Synthesis and simulation results
Synthesis results of 32*32 bit Vedic multiplier and Proposed FFT Processor are shown in Figs. 8 and 9 respectively. In 32*32 bit Vedic Multiplier module main components are four 16*16 bit Vedic Multipliers, one carry save adder and one binary to excess one (BEC-1) code convertor. In the proposed OFDM FFT processor for multiplication of D-FF output and multiplexer output this 32*32 Bit Vedic Multiplier is used.
Simulation of Proposed OFDM FFT processor is done on Xilinx ISE simulator ISIM P.28xd. Simulation results of 32*32 bit Vedic multiplier and Proposed FFT processor is shown in Figs. 10 and 11.
Performance analysis of proposed OFDM FFT processor
Proposed processor is designed in VHDL as an HDL language and implementation is done in Xilinx ISE Design Suite 14.2. Design contains 4656 slices and from them 1572 is used. Total 4 input LUTs are 9312 and from these 2839 are used. Performance report of proposed processor is explained in Table 1.
Total propagation delay of proposed OFDM FFT processor is 85.451 ns, from this total delay 47.434 ns is logic delay and 38.017 ns is route delay.
Conclusion
A Memory based floating point FFT processor for OFDM application is proposed in this paper.

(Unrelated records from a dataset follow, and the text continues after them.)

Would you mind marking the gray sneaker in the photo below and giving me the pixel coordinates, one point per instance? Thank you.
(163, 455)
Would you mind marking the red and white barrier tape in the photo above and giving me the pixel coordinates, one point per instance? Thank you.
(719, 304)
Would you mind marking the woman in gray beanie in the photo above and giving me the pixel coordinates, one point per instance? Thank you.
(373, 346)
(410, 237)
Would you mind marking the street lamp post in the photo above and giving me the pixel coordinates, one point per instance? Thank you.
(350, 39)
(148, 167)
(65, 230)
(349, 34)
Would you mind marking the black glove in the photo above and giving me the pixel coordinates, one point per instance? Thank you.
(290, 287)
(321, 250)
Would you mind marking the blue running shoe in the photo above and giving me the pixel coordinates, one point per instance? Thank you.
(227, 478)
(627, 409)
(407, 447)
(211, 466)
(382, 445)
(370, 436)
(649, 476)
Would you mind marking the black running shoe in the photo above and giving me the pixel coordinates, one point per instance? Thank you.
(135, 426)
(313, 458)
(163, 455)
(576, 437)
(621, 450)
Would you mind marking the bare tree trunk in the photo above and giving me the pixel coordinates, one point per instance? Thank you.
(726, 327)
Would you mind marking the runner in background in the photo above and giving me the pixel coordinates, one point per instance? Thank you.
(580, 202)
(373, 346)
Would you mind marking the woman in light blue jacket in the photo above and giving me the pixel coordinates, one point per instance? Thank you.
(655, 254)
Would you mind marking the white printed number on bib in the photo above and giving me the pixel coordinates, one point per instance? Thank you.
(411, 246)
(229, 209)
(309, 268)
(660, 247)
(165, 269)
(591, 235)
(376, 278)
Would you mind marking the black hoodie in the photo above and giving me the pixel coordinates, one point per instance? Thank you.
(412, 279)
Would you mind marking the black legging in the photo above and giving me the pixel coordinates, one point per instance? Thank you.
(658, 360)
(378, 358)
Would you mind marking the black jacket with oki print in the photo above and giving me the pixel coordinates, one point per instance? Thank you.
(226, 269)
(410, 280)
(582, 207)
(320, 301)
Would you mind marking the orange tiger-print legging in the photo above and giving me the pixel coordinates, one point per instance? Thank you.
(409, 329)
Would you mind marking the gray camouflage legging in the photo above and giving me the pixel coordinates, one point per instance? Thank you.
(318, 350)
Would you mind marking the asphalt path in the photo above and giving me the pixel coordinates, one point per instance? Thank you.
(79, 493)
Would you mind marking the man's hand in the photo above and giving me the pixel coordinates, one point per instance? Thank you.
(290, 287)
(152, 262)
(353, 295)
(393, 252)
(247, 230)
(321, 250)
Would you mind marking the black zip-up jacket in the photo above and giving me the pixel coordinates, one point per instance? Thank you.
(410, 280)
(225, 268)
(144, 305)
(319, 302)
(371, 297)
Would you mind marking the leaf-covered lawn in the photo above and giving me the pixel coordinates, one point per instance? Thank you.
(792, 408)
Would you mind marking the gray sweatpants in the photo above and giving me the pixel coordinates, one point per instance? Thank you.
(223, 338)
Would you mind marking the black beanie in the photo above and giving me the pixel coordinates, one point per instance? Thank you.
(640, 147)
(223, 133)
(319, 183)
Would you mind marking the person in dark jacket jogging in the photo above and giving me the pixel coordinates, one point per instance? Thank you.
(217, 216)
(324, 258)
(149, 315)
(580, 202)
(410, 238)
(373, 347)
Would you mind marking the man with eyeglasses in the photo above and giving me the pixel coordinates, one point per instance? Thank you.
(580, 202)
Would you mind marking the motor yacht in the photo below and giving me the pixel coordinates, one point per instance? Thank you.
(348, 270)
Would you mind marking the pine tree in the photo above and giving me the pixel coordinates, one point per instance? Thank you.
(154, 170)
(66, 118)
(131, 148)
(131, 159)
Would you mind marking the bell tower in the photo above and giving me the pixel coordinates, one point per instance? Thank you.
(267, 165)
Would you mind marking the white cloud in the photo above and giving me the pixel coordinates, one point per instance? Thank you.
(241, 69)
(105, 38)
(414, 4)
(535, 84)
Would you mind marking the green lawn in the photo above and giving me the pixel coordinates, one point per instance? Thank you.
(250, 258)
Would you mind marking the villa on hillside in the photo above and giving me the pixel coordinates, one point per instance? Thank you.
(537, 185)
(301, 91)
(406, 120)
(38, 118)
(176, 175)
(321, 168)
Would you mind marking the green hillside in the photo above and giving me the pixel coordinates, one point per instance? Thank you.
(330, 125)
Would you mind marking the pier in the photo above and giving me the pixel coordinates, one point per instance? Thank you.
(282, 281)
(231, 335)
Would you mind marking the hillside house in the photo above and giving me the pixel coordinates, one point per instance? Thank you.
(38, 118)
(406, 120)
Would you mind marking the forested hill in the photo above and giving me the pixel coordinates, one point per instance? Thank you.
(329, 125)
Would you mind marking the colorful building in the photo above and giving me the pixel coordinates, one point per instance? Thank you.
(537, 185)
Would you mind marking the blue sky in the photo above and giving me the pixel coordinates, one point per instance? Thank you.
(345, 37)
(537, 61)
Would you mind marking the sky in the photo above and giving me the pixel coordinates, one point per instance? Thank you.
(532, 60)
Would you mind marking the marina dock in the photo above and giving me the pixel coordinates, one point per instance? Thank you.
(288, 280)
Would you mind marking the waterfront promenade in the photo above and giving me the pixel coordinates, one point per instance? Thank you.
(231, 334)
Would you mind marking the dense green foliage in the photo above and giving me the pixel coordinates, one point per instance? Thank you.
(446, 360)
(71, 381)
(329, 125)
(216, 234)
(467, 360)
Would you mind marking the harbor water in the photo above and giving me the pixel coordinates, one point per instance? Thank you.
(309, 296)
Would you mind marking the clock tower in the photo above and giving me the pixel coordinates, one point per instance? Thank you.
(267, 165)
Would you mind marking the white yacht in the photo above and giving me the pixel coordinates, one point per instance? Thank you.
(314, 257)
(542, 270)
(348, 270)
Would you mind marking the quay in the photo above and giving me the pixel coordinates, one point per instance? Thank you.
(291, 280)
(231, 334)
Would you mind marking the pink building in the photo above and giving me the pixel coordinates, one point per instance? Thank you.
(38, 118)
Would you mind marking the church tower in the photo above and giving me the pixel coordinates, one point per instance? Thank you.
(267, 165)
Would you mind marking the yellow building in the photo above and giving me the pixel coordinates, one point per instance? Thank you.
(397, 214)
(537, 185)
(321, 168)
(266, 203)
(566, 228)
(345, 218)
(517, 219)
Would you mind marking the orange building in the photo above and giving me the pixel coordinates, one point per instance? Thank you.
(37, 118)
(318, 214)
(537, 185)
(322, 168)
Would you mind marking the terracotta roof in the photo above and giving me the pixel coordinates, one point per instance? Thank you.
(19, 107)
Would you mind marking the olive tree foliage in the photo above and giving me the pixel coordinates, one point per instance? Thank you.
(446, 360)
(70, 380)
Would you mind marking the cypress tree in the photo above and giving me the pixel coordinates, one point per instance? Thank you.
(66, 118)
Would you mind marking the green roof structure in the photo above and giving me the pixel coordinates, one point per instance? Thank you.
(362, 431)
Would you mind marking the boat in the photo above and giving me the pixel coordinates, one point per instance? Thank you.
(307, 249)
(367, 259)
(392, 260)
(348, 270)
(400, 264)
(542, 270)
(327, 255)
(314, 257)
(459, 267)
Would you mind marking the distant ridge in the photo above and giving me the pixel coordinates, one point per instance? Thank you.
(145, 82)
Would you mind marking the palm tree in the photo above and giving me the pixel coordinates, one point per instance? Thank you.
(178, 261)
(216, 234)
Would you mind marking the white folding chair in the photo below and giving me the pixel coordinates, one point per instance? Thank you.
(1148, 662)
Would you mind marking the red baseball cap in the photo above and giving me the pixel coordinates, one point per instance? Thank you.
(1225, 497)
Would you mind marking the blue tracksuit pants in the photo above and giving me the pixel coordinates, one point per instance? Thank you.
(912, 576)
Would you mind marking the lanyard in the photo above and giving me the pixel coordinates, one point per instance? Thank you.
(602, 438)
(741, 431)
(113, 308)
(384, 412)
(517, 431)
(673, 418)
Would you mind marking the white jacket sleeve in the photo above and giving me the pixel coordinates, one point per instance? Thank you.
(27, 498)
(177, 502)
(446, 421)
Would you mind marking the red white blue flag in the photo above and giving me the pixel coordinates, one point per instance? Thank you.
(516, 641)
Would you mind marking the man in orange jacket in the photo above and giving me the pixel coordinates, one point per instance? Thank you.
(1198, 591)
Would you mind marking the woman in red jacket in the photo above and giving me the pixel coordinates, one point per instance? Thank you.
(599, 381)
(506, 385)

Proposed architecture is based on Redix-2 DIT algorithm and utilizes Vedic multiplication based Urdhvtiraykabhyam sutra for Multiplication of Multiplexer value and ROM output. By this proposed methodology external multiplication module is provided at the time of FPGA implementation of OFDM FFT processor. It reduces internal complexity of FPGA. Hence using proposed architecture power consumption of circuit and hardware area gets reduces and speed increases because of low propagation delay (85.451 ns) of which is beneficial for real time OFDM application. Hardware cost and power dissipation of proposed processor is also low.